Boost logo

Boost :

Subject: Re: [boost] [locale] Formal review of Boost.Locale library EXTENDED
From: Edward Diener (eldiener_at_[hidden])
Date: 2011-04-19 08:37:54


On 4/19/2011 3:17 AM, Matus Chochlik wrote:
> On Tue, Apr 19, 2011 at 2:10 AM, Edward Diener<eldiener_at_[hidden]> wrote:
>> On 4/18/2011 9:53 AM, Paul A. Bristow wrote:
>>
>> My personal objection to Gnu gettext and its English bias has nothing to do
>> with any desire myself to use a language other than English in order to
>> communicate, since English ( or perhaps Americanese ) is the language of the
>> country in which I was born, but nearly everything to do with my sense of
>> the problems of translating even computer program phraseology from one
>> language to another without complicating things by having to put some other
>> language, even a very popular one, in the middle.
>>
>> Was that a single sentence ? I wonder if it can be translated to Japanese ?
>
> These are all valid points Speaking in a particular language means
> to be thinking in a certain way and many things can be lost in the translation.
> But I don't see above any solutions to the actual problem.
>
>> From how I see it there are several ways to handle this:
>
> 1) Stick to English phrases
> (-) Requires good knowledge of the English language
> (+) Easy to find someone to translate to language Y
> (+) Portable
> (+) Lots of mature l10n libraries work this way
> (+) Works (for English speakers) even if the translation fails
>
> 2) Use English identifier strings (as Peter Dimov suggested)
> (-) Still requires some English
> (-) Hard to keep unique in large applications
> (-) Doesn't look good if the translation fails for some reason
> (+) Requires "less" English
>
> 3) Use the u"" U"" literals
> (-) Current support by the compilers
> (-) Requires the u/U/... prefix
> (+) Will be portable in the future
> (+) Does not require English
>
> 4) Use wchar_t and the L"" prefix literals
> (-) Non-portable and platform dependent
> (-) Requires the L prefix
> (+) Works if you are limited to a single platform
> (+) Does not require English
>
> 5) use char with some GUID literals/hashes
> (-) Completely unusable if the translation fails
> (-) Takes a lot of using to (easier for GIT users :))
> (-) Requires a GUID/hash generator
> (+) Portable
> (+) Does not require English
>
> 6) keep in original language but transliterate to Latin characters [a-z0-9]
> (-) Requires picking a good transliteration scheme
> (-) Hard to read in the code
> (-) Pretty unusable if the translation fails
> (+) Does not require the use of English
> (+) Portable
>
>
> Take your pick :-)

My pick is to use what the language currently provides, which is
wchar_t, which can represent UTF-16, a popular Unicode variant which
also happens to be the standard for wide characters on Windows, which
just happens to be the dominant operating system in the world ( by alot
) in terms of end-users.

I am not saying this has to be done by Locale immediately because I
realize that there is no Unicode in C++03 and creating a Unicode library
is hardly easy ( Boost will soon have a Unicode library for submission).
I also realize that it is much easier to use what already exists, such
as gnu gettext, than to create one's own system from scratch or modify
another system of computer language translation. So I am much in
sympathy with the current choice of the Locale author.
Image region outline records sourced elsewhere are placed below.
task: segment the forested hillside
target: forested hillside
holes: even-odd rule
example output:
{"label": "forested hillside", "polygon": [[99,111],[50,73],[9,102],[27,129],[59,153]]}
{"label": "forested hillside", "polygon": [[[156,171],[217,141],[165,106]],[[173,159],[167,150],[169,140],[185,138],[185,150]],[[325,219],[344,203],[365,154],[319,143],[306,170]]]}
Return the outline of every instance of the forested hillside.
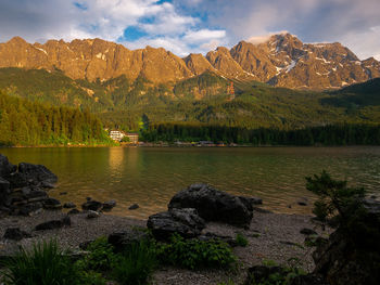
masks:
{"label": "forested hillside", "polygon": [[[278,131],[332,125],[373,126],[380,122],[379,80],[334,92],[313,92],[274,88],[257,81],[231,81],[210,70],[178,82],[154,85],[143,77],[135,81],[121,76],[89,82],[84,79],[73,80],[60,70],[0,68],[0,89],[10,98],[47,102],[54,105],[55,109],[65,109],[63,106],[88,109],[105,127],[126,131],[139,131],[141,126],[167,124]],[[228,92],[231,82],[235,95]],[[63,139],[56,135],[55,130],[54,139],[39,135],[37,141],[77,141],[76,134],[73,137],[73,133],[66,133],[66,129],[63,128]],[[160,134],[154,140],[163,138]],[[187,135],[176,138],[183,139]],[[225,141],[223,137],[216,139]],[[81,140],[88,141],[86,138]],[[22,139],[15,141],[24,142]],[[27,141],[29,144],[36,142],[34,139]]]}
{"label": "forested hillside", "polygon": [[88,111],[53,107],[0,92],[0,145],[111,143]]}

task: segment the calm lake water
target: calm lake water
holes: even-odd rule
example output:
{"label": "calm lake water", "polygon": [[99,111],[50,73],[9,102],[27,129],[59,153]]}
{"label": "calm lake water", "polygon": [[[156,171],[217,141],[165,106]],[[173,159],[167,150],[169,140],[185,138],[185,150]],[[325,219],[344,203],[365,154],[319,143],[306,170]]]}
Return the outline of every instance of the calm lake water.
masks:
{"label": "calm lake water", "polygon": [[[276,212],[309,213],[314,196],[305,177],[322,169],[380,194],[380,147],[27,147],[0,153],[13,164],[51,169],[59,183],[50,195],[63,203],[115,199],[113,213],[134,218],[165,210],[176,192],[194,182],[259,196]],[[299,206],[301,197],[309,206]],[[140,208],[128,210],[134,203]]]}

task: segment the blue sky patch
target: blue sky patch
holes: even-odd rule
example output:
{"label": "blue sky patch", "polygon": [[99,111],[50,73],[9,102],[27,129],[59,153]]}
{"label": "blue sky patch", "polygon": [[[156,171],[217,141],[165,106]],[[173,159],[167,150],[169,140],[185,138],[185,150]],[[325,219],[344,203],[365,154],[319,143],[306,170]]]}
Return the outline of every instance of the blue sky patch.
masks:
{"label": "blue sky patch", "polygon": [[136,41],[145,36],[148,36],[148,33],[145,33],[138,26],[129,26],[124,30],[123,37],[119,38],[118,40]]}
{"label": "blue sky patch", "polygon": [[74,5],[79,9],[79,10],[83,10],[83,11],[86,11],[88,9],[87,4],[86,3],[80,3],[80,2],[74,2]]}

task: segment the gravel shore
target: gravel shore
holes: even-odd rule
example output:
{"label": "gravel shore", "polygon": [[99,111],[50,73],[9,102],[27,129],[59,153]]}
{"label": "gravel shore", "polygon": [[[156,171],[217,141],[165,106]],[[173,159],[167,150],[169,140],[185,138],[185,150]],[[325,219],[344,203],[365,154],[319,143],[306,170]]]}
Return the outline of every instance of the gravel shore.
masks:
{"label": "gravel shore", "polygon": [[[110,213],[102,213],[97,219],[87,219],[86,213],[71,216],[72,225],[59,230],[34,231],[34,228],[45,221],[62,219],[65,213],[61,211],[45,210],[34,217],[7,217],[0,219],[0,256],[10,255],[20,246],[29,247],[40,239],[56,238],[64,248],[77,248],[86,241],[99,236],[109,235],[116,231],[123,231],[131,226],[145,226],[145,221],[129,218],[116,217]],[[8,228],[17,226],[26,232],[31,232],[33,237],[24,238],[21,242],[4,239],[3,235]],[[312,271],[314,262],[312,252],[314,248],[304,246],[305,236],[300,233],[304,228],[313,229],[319,234],[320,228],[311,222],[309,216],[264,213],[254,212],[250,229],[243,230],[227,224],[208,223],[204,232],[212,232],[218,235],[235,237],[237,233],[243,234],[249,245],[246,247],[233,248],[241,265],[238,273],[230,273],[220,270],[188,271],[165,267],[154,274],[153,284],[163,285],[210,285],[221,282],[235,282],[241,284],[245,278],[245,269],[261,264],[264,260],[274,260],[280,264],[288,264],[291,258],[297,258],[306,271]]]}

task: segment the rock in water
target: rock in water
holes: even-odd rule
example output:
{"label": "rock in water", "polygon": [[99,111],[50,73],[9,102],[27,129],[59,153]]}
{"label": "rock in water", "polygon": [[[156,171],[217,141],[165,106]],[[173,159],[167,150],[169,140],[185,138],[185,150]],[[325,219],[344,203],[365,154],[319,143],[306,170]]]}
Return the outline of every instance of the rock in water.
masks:
{"label": "rock in water", "polygon": [[10,182],[0,177],[0,206],[9,204]]}
{"label": "rock in water", "polygon": [[62,209],[62,204],[59,199],[47,198],[43,202],[43,208],[50,209],[50,210],[59,210],[59,209]]}
{"label": "rock in water", "polygon": [[116,200],[107,200],[103,203],[103,210],[112,210],[114,207],[116,207]]}
{"label": "rock in water", "polygon": [[77,213],[80,213],[78,209],[71,209],[69,211],[67,211],[67,215],[77,215]]}
{"label": "rock in water", "polygon": [[15,165],[12,165],[8,157],[0,154],[0,177],[8,180],[8,178],[11,176],[11,173],[16,172],[17,167]]}
{"label": "rock in water", "polygon": [[168,208],[194,208],[205,221],[238,226],[249,226],[253,217],[249,198],[233,196],[207,184],[192,184],[178,192],[170,199]]}
{"label": "rock in water", "polygon": [[134,204],[129,206],[128,210],[136,210],[138,208],[140,208],[139,204]]}
{"label": "rock in water", "polygon": [[174,233],[190,238],[199,236],[205,223],[195,209],[186,208],[152,215],[147,226],[157,239],[168,239]]}
{"label": "rock in water", "polygon": [[318,233],[312,229],[307,229],[307,228],[304,228],[300,231],[301,234],[304,234],[304,235],[312,235],[312,234],[315,234],[315,235],[318,235]]}
{"label": "rock in water", "polygon": [[123,232],[115,232],[109,235],[109,243],[112,244],[116,251],[123,251],[135,243],[148,239],[149,234],[145,231],[128,229]]}

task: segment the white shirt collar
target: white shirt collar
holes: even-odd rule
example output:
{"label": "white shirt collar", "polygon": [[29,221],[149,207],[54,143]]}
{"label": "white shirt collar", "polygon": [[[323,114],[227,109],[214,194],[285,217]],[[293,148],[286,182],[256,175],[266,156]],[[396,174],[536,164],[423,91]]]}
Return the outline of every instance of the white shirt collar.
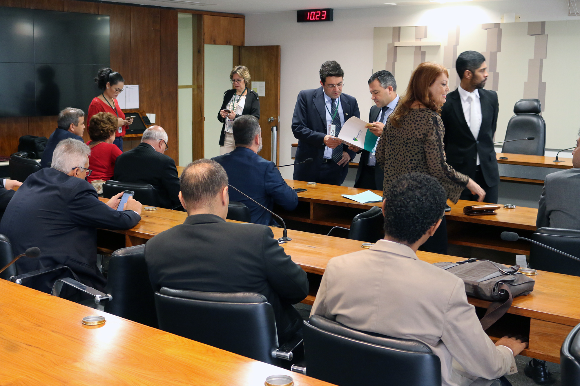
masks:
{"label": "white shirt collar", "polygon": [[465,91],[462,88],[461,88],[461,86],[458,86],[457,89],[458,90],[459,90],[459,96],[461,97],[462,100],[463,100],[464,102],[467,102],[468,100],[469,100],[470,94],[474,94],[476,98],[479,98],[479,90],[478,90],[477,89],[476,89],[473,93],[470,93],[468,91]]}

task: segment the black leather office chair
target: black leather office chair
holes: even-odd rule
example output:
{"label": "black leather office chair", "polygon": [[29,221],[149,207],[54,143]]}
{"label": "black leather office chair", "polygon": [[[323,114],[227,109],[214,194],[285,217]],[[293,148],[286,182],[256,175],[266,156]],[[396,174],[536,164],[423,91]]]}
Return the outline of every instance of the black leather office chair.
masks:
{"label": "black leather office chair", "polygon": [[12,180],[24,182],[28,176],[42,169],[40,163],[35,159],[23,158],[12,155],[8,162],[10,178]]}
{"label": "black leather office chair", "polygon": [[378,206],[373,206],[367,212],[355,216],[350,224],[350,230],[342,227],[334,227],[327,235],[375,243],[384,236],[384,223],[382,209]]}
{"label": "black leather office chair", "polygon": [[318,315],[304,322],[309,376],[339,386],[441,386],[441,360],[429,346],[349,328]]}
{"label": "black leather office chair", "polygon": [[580,386],[580,325],[572,329],[560,349],[562,386]]}
{"label": "black leather office chair", "polygon": [[227,206],[227,217],[226,218],[244,223],[252,222],[249,208],[238,201],[230,201]]}
{"label": "black leather office chair", "polygon": [[531,141],[514,141],[503,144],[502,153],[543,155],[546,148],[546,122],[539,114],[539,99],[520,99],[513,107],[515,115],[507,122],[505,141],[534,137]]}
{"label": "black leather office chair", "polygon": [[135,192],[133,198],[144,205],[161,206],[159,192],[153,185],[149,184],[134,184],[109,180],[103,184],[103,196],[111,198],[126,190]]}
{"label": "black leather office chair", "polygon": [[[580,257],[580,231],[557,228],[540,228],[532,240]],[[530,245],[530,268],[557,274],[580,276],[580,261],[553,252],[534,243]]]}
{"label": "black leather office chair", "polygon": [[252,292],[200,292],[164,287],[155,293],[159,328],[257,360],[291,360],[302,337],[278,346],[274,309]]}
{"label": "black leather office chair", "polygon": [[145,263],[145,245],[117,249],[111,255],[105,311],[157,328],[153,288]]}
{"label": "black leather office chair", "polygon": [[[10,240],[4,235],[0,234],[0,269],[12,261],[14,254],[12,252],[12,245]],[[24,258],[26,258],[26,257]],[[0,279],[9,280],[11,276],[16,274],[16,268],[12,264],[0,273]]]}

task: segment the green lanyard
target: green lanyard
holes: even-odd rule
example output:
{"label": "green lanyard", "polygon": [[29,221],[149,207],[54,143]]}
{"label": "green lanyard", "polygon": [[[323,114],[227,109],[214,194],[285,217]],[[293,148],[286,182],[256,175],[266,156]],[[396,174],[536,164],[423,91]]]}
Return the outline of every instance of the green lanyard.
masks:
{"label": "green lanyard", "polygon": [[331,113],[330,110],[328,110],[328,106],[327,105],[326,102],[324,102],[324,107],[327,108],[327,111],[328,112],[328,115],[330,115],[330,123],[332,123],[332,121],[334,121],[334,117],[336,116],[337,114],[338,114],[338,107],[340,105],[340,97],[338,97],[336,99],[338,100],[338,103],[336,105],[336,111],[334,112],[334,115],[333,115],[332,113]]}

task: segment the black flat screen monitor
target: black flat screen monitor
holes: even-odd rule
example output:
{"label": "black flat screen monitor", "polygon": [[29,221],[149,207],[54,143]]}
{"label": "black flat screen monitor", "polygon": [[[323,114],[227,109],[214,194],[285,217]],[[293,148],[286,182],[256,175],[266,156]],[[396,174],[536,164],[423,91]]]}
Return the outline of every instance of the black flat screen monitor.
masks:
{"label": "black flat screen monitor", "polygon": [[0,7],[0,117],[86,112],[109,35],[107,15]]}

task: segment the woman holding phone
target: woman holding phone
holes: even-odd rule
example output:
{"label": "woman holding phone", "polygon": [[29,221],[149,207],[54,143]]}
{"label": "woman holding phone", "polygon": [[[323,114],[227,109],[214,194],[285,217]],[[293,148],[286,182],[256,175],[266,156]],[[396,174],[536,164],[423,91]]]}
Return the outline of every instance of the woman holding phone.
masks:
{"label": "woman holding phone", "polygon": [[237,65],[230,73],[234,88],[223,93],[223,103],[217,114],[217,120],[223,123],[219,137],[220,155],[235,148],[231,130],[235,118],[249,114],[260,119],[258,94],[248,88],[250,79],[250,72],[245,65]]}
{"label": "woman holding phone", "polygon": [[103,92],[95,97],[89,105],[86,122],[89,122],[90,126],[91,117],[97,112],[110,112],[114,115],[117,119],[117,129],[113,144],[122,151],[125,130],[133,123],[132,117],[125,119],[125,114],[117,101],[119,94],[123,92],[125,79],[117,71],[110,68],[101,68],[95,78],[95,82]]}

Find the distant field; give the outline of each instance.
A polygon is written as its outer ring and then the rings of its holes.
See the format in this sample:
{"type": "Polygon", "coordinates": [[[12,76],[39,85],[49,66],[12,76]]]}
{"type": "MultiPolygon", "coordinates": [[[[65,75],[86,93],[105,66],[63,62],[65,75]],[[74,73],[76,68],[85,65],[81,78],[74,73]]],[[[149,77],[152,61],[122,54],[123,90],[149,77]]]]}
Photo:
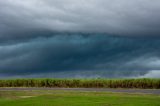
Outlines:
{"type": "Polygon", "coordinates": [[[60,90],[0,91],[0,106],[160,106],[160,96],[60,90]]]}
{"type": "Polygon", "coordinates": [[[159,89],[160,79],[12,79],[0,80],[0,87],[159,89]]]}

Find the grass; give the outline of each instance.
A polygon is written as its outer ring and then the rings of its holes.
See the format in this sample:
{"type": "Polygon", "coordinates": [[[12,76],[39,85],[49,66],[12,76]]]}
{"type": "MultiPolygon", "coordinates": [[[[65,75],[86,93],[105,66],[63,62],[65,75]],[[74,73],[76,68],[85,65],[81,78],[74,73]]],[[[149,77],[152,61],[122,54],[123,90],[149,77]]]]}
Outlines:
{"type": "Polygon", "coordinates": [[[160,79],[10,79],[0,80],[0,87],[159,89],[160,79]]]}
{"type": "Polygon", "coordinates": [[[0,91],[0,106],[160,106],[160,96],[80,91],[0,91]]]}

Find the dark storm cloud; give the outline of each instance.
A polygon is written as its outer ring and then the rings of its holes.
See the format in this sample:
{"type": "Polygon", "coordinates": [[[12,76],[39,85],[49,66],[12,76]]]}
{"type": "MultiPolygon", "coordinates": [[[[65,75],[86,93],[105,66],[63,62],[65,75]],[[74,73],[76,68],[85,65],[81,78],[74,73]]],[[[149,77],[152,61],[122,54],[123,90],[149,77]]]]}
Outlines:
{"type": "Polygon", "coordinates": [[[159,11],[159,0],[1,0],[0,77],[160,76],[159,11]]]}
{"type": "Polygon", "coordinates": [[[0,46],[1,74],[160,69],[160,40],[57,34],[0,46]]]}
{"type": "Polygon", "coordinates": [[[159,11],[159,0],[1,0],[0,39],[45,36],[40,31],[159,35],[159,11]]]}

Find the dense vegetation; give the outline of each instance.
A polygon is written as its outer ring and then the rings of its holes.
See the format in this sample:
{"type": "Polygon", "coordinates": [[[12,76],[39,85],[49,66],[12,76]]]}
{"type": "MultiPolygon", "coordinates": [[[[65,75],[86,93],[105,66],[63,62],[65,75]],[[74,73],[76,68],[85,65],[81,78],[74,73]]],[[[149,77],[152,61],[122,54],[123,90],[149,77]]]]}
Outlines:
{"type": "Polygon", "coordinates": [[[160,79],[12,79],[0,80],[0,87],[159,89],[160,79]]]}

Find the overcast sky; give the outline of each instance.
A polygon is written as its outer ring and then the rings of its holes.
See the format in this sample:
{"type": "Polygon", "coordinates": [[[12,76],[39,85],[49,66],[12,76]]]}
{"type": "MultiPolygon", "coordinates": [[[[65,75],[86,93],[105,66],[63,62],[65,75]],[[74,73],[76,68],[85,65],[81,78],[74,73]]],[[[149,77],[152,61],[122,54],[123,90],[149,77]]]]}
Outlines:
{"type": "Polygon", "coordinates": [[[0,0],[0,77],[160,77],[159,45],[160,0],[0,0]]]}

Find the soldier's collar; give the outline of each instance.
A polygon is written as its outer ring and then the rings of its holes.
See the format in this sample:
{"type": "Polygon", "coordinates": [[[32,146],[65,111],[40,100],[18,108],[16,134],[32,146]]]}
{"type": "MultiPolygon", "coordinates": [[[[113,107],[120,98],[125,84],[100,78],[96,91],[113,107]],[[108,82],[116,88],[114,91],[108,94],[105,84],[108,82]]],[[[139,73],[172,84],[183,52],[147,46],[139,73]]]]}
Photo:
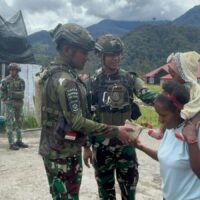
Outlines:
{"type": "Polygon", "coordinates": [[[119,72],[120,68],[117,68],[115,71],[111,72],[111,73],[108,73],[106,72],[105,70],[105,67],[102,67],[102,72],[108,76],[112,76],[113,74],[117,74],[119,72]]]}

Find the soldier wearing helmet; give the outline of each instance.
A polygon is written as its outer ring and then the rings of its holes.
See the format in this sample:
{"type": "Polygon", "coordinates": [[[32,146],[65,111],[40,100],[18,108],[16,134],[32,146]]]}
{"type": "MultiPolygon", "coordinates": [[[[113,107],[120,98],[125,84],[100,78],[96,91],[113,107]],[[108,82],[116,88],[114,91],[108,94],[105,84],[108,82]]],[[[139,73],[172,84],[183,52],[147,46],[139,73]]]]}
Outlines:
{"type": "Polygon", "coordinates": [[[27,144],[22,142],[21,134],[25,82],[19,76],[21,69],[17,63],[10,63],[8,70],[9,76],[1,82],[1,100],[6,105],[6,132],[9,148],[19,150],[19,148],[28,147],[27,144]],[[16,141],[13,136],[15,131],[17,133],[16,141]]]}
{"type": "MultiPolygon", "coordinates": [[[[145,93],[151,94],[150,96],[144,98],[140,94],[144,85],[136,74],[131,76],[119,67],[123,49],[121,39],[112,34],[103,35],[96,41],[95,54],[101,60],[101,67],[91,80],[90,88],[97,122],[122,125],[126,119],[137,119],[141,113],[137,104],[133,102],[134,94],[143,101],[154,100],[155,94],[147,89],[145,93]]],[[[122,199],[135,199],[138,164],[133,146],[123,145],[118,138],[91,136],[84,148],[84,161],[87,166],[88,160],[92,158],[100,199],[116,199],[115,171],[122,199]]]]}
{"type": "Polygon", "coordinates": [[[53,199],[77,199],[82,178],[81,146],[85,136],[103,134],[130,140],[124,126],[99,124],[90,118],[85,85],[77,70],[84,68],[94,40],[77,24],[59,24],[51,36],[59,56],[43,76],[42,132],[39,153],[43,157],[53,199]]]}

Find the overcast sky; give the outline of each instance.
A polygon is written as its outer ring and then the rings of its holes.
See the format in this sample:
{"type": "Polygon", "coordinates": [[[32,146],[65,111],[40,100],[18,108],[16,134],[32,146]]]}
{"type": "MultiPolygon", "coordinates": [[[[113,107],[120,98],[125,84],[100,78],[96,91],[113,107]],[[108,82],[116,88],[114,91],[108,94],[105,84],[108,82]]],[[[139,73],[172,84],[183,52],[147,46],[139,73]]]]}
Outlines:
{"type": "Polygon", "coordinates": [[[30,34],[67,22],[87,27],[103,19],[172,20],[195,5],[200,0],[0,0],[0,15],[9,19],[22,10],[30,34]]]}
What I object to is not the way that Locale currently works but that the
author of the library seems to have a closed mind about this issue. He
thinks that UTF-8 must be the standard because it is what Linux uses,
and he thinks that everyone must follow the way that gnu gettext does
things because that also comes from the Linux world about which he is
knowledgable. Even when it is pointed out to him the flaw in gnu gettext
which forces other languages to go through English to be translated, he
feels that this is correct on the basis that English is the dominant
language in computer programming, so every programmer must know it to
write computer programmers in C++.

I am an English speaker only and quite realize that English is as much
as a common language in computer programming as one can have. But I also
realize that translations that must go through English ( or any third
language ) are not only a PITA but represent linguistically a fallacy,
which is that it is relatively easy translating from one language to
another. The assumption that you can create a "correct" translation
system in computer programming which dictates not only a common language
to be used by everyone but also claims that going through that common
language is "easier" or "better" or uses less "resources" I find absurd.
Claiming that all programmers must know English to do programming, or
that translating through English is a rote job I also find absurd.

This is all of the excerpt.